Tube Investments Of India Limited vs The Assistant Collector Of Central ... on 9 December, 1992

Equivalent citations: 1993(42)ECC181

ORDER
 

Srinivasan, J.
 

1. The question which is raised by learned Counsel for the petitioner is that the demand is barred by limitation under Section 11-A of the Central Excises and Salt Act. The question turns on the interpretation of the section. Learned Counsel also refers to the facts of the case and submits that the assessment in this case cannot be said to be provisional within the meaning of Sub-section (3)(S)(bt) of Section 11-A of the Act. It is a question which will depend upon the facts of the case and the construction of the section. Admittedly, an appeal lies against the impugned order of the Collector (Appeals) to the Tribunal.

2. Learned counsel for the petitioner submits that the Tribunal has not been taking a uniform view with regard to the interpretation of Rule 9-B of the Central Excise Rules, 1944. It is stated in the affidavit that the Special Bench at Delhi has held in one case that if the clearance is provisional for one respect, it is provisional for all respects. It is further stated that the same Bench in another case has held that if there is a clearance provisional for one purpose, it cannot be provisional for any othcr purpose. It is also averred in the affidavit that the Southern Regional Bench in CCE v. Indian Tyre & Rubber 33 ELT 613 (T) has referred the case under Section 35-G of the Act to this Court. A copy of the reference has been produced. It is seen-therefrom that the question referred to this Court is, When a provisional assessment is made under rule 9-B of the Central Excise Rules, 1944 on any of the permissible ground(s) allowed thereunder, is it lawful to hold that the assessment as a whole is provisional so as to save a claim for refund on a different ground from the operation of time-bar, or whether the provisionality is restricted to the only ground(s) on the basis of which provisional assessment was initially resorted to?

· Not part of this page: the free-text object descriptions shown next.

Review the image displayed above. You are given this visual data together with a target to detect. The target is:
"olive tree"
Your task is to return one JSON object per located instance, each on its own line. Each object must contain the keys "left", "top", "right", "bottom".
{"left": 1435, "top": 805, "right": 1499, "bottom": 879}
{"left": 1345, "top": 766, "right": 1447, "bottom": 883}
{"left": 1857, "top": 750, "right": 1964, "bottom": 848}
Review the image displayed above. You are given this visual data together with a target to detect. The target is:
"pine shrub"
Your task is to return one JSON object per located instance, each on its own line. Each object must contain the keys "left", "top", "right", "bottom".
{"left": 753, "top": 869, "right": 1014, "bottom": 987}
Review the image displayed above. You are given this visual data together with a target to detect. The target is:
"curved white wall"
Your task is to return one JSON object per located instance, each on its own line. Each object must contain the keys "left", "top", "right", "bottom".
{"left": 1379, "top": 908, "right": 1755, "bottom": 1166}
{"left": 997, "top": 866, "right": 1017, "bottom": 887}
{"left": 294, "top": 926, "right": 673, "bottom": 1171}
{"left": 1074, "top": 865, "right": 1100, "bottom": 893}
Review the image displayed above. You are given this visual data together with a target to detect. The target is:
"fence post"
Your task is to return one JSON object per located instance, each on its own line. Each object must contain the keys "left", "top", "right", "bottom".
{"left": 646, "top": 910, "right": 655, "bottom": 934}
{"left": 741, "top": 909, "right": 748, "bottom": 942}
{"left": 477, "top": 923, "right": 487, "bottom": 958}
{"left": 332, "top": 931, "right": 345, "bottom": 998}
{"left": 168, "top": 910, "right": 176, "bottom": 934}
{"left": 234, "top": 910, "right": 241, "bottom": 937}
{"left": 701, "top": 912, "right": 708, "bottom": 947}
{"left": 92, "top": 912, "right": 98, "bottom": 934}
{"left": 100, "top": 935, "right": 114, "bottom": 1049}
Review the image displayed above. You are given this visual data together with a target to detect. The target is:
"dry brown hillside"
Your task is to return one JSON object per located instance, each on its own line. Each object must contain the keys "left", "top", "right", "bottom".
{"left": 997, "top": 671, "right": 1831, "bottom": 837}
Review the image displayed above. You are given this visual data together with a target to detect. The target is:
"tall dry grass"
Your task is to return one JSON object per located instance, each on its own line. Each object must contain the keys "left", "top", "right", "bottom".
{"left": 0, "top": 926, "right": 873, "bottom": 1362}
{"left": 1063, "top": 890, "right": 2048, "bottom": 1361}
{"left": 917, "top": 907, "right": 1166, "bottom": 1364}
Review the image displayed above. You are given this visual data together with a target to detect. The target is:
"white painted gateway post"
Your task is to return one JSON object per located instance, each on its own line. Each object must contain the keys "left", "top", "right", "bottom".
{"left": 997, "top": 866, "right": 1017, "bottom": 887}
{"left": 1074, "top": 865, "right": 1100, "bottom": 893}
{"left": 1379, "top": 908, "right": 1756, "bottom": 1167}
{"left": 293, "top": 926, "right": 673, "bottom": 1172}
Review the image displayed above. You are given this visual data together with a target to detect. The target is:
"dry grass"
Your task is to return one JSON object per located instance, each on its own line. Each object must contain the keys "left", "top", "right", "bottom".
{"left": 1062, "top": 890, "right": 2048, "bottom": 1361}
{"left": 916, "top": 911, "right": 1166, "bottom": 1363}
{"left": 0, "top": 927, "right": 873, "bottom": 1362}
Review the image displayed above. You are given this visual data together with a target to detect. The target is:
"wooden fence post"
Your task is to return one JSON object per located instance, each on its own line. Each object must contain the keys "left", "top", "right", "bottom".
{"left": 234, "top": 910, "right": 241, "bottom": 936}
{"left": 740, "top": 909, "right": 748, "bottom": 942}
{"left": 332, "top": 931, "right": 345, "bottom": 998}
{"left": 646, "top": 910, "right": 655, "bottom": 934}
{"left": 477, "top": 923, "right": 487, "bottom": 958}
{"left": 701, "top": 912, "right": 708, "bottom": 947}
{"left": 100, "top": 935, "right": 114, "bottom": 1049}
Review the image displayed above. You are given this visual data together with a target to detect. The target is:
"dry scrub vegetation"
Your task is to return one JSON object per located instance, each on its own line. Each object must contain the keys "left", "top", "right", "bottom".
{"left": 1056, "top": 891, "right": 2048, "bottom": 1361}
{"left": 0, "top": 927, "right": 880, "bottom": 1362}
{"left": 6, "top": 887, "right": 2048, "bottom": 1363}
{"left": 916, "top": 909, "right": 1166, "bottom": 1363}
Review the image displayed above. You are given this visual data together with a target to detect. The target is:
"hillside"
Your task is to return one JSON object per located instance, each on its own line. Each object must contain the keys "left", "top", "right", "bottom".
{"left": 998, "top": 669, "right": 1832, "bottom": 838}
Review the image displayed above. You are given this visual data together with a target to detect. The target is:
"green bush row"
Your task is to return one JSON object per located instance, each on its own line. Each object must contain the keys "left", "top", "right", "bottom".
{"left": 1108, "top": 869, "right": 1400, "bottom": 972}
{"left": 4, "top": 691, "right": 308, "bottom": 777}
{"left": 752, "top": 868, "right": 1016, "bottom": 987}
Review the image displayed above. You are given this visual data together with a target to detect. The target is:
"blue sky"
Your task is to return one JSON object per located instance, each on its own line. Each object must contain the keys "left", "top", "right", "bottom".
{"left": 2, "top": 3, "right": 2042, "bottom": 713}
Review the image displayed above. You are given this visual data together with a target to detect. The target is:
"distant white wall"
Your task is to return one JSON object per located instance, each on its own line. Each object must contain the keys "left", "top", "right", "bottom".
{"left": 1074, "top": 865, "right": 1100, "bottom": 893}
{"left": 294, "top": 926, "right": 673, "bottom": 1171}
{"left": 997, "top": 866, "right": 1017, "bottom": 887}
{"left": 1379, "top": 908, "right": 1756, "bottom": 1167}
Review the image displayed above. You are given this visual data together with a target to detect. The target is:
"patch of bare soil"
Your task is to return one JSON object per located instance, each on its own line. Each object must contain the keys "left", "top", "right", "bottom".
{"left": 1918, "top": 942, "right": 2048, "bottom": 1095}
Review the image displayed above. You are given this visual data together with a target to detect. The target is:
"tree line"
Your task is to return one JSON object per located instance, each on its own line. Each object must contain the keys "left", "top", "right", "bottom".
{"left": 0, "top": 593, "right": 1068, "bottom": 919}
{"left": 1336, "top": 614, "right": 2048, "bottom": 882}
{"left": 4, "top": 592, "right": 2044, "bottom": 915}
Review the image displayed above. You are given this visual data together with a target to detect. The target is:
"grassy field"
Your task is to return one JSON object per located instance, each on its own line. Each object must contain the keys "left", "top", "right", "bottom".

3. Just because a reference is made on the question whether provisional assessment for one purpose will be provisional for all purposes, it cannot be contended that the remedy by way of statutory appeal is illusory or ineffective. When there is a clear statutory alternative remedy available, it is for the petitioner to avail of the same and not to resort to Article 226 of the Constitution of India. The Supreme Court has recently pointed out in Shyam Kishore v. Municipal Corporation of Delhi that whenever a statutory remedy is provided which will effectively deal with the matter, it is not open to this Court to entertain petitions under Article 226 of the Constitution of India.

4. In that view, I refuse to entertain this Writ Petition and dismiss the same. It is open to the petitioner to approach the Tribunal and raise all the contentions available to him under the law.

5. Learned Counsel for the petitioner prays for stay of recovery proceedings till the appeal is filed by the petitioner herein before the appropriate authority. I directed the petitioner to issue notice to the Standing Counsel for the respondents and Mr. V.T. Gopalan, Senior Central Government Standing Counsel, appeared for the respondents. After hearing him, I grant stay of recovery proceedings for the collection of the amount set out in the petition pursuant to the order dated 25.1.1992 in C.No. IV/16/123/90(T) for a period of one week i.e., till 16.12.1992. The Writ Petition is dismissed with the above observation. There will be no order as to costs.